While ASD did not become a formal diagnosis until the 1940s, it has been suspected that notable people in history including Albert Einstein, Amadeus Mozart, Sir Isaac Newton, Charles Darwin, Thomas Jefferson, and Michelangelo may all have had ASD. More recently, several celebrities such as Dan Aykroyd, Matt Savage, and James Durbin have come out to say that they also have ASD. In terms of their individual strengths that led to their success, Dan Aykroyd reported that it was his deep interest in ghosts that led to his creation of the very popular movie, Ghost Busters. Matt Savage’s savant skills in the area of reading piano music led to his becoming a very accomplished pianist – performing for several heads of states and appearing on numerous television and radio programs.
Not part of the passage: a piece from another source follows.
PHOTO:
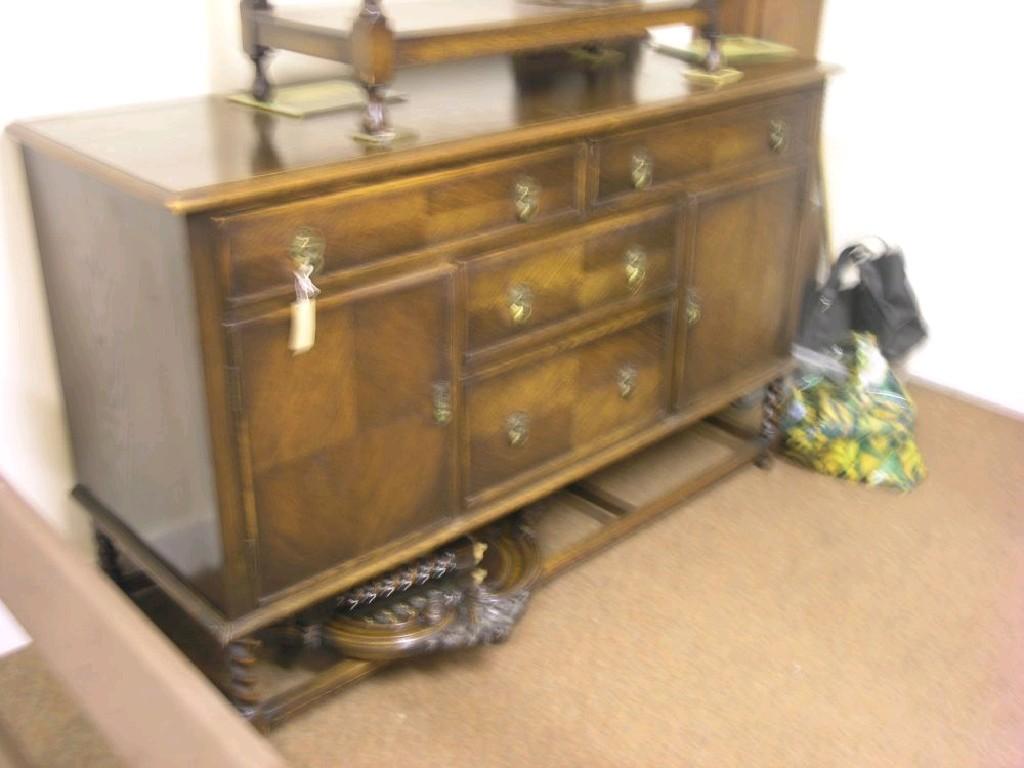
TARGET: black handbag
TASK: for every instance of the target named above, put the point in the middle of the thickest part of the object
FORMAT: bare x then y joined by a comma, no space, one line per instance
882,303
James Durbin’s hyper-focus on music led to his being a contestant on American Idol and a successful music career.
The most well-known and accomplished figure with ASD is Dr. Temple Grandin who currently works as a Professor of Animal Science at Colorado State University. Dr. Grandin encountered many of the difficulties and deficits that are characteristic of ASD such as delayed and repetitive speech, a hypersensitivity to noise and other sensory stimuli, and an inability to relate to others on an emotional level, but her strengths in the area of visual thinking led to a successful career as a livestock-handling equipment designer. Dr. Grandin is a proponent on focusing on the strengths of a person with ASD instead of their weaknesses, and has proposed that there are three types of specialized thinking that a person with ASD might have: 1) visual thinkers; 2) music and math thinkers; and 3) verbal logic thinkers. With specialized skills in one or several of these areas, a person with ASD that is encouraged to capitalize on their strengths and taught in ways that appeal to their thinking patterns, may become a very successful individual who is capable of doing things that even you and I might not be able to do.
As you can see, a person with ASD has many strengths that if capitalized upon may lead to their leading a very successful life. So, if you suspect that your child may have ASD or if your child has recently been diagnosed, try to identify the strengths that make your child unique, as this will be their lifeline to success.